Teaching your puppy his name is one of the most important things you can do when you get a new puppy. It is the foundation of all other training as well as forming the basis of his relationship with you. Using his name consistently and positively helps your dog to know and understand when you want him and when you expect him to do something.
Say your puppy’s name. Use a very happy, cheerful voice and make it a positive experience. Don’t say anything except the puppy’s name, and say it only once.
Reward your puppy immediately when he looks at you after you say his name. In most cases he will look at you just to see what’s going on, but the incentive of getting a treat will encourage him to look again the next time you use his name. Use treats such as cooked liver, cooked beef heart, hot dogs or chicken, cut into pieces about the size of peas.
Wait for your puppy’s attention to wander slightly, and say his name again. Reward him the instant he looks at you, so that he is associating his name with the treat you are giving him and your praise.
Repeat the process of using your dog’s name about 10 times in a single session, then give your pup a break. If you overdo it he’s likely to become bored and disinterested, and once you lose his attention it will be harder to get him to respond to his name in the future.
Practice having your puppy respond to his name in many sessions throughout the day, keeping each one fun and rewarding for your puppy. Practice in different rooms of your home and in your fenced yard. Minimize distractions such as other pets or children when your puppy is first learning, so he can focus on you.
Hold the treat directly in front of his face, touching his nose, if the puppy is not turning around to look at you when you say his name. When you know he can smell the treat, say his name and bring the treat around so that your dog is facing you, then immediately give him the treat and praise him. He’ll quickly get the idea to turn and face you when he hears his name.
Teach your puppy to respond to his name no matter where he is by saying his name when he is out of sight in another room. If he comes running to you, reward him immediately and praise him. If he doesn’t, continue working with him in the same room until he will respond consistently to his name, and then try this step again. Some puppies need more time than others do to learn their names and to respond, but with consistent, positive training, your pup will learn his name.

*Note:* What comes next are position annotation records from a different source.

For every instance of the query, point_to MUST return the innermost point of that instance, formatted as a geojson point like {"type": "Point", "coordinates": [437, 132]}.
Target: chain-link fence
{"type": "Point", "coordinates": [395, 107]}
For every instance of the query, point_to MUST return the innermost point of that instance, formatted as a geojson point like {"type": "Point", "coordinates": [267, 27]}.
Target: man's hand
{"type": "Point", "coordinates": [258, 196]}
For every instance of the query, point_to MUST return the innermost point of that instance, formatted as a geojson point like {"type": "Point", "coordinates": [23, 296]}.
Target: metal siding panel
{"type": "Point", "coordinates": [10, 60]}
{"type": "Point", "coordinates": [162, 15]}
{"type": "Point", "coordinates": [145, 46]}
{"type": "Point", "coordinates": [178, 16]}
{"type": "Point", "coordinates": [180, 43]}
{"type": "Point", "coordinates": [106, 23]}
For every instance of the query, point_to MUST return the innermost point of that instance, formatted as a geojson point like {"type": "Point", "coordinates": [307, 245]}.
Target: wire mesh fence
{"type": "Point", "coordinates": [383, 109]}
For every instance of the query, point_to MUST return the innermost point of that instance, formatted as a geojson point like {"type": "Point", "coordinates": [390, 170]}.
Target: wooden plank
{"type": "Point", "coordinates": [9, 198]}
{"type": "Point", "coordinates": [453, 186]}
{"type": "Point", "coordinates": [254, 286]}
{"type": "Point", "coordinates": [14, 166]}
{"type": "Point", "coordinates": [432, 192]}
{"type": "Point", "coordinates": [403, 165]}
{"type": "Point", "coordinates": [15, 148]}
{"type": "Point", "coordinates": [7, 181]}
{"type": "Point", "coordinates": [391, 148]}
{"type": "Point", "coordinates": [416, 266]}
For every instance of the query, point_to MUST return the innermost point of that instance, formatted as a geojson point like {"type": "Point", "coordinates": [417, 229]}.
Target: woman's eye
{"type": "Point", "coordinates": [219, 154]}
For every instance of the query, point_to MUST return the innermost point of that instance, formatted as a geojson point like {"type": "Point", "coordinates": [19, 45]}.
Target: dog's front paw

Don’t use your dog’s name in a negative manner, such as when calling him to stop him from getting into the trash or doing something else you don’t want him to do. Rather than calling him by name to stop him, tell him “No!” or “Out!” instead, which effectively stops him without creating a negative association with his name.
Choose a name for your dog that doesn’t sound like any of the obedience commands, to make it easier for him to distinguish between his name and what you are telling him to do. Be sure that you are consistent in using the same name when you want to get your dog’s attention, and don’t substitute nicknames, which may confuse your puppy.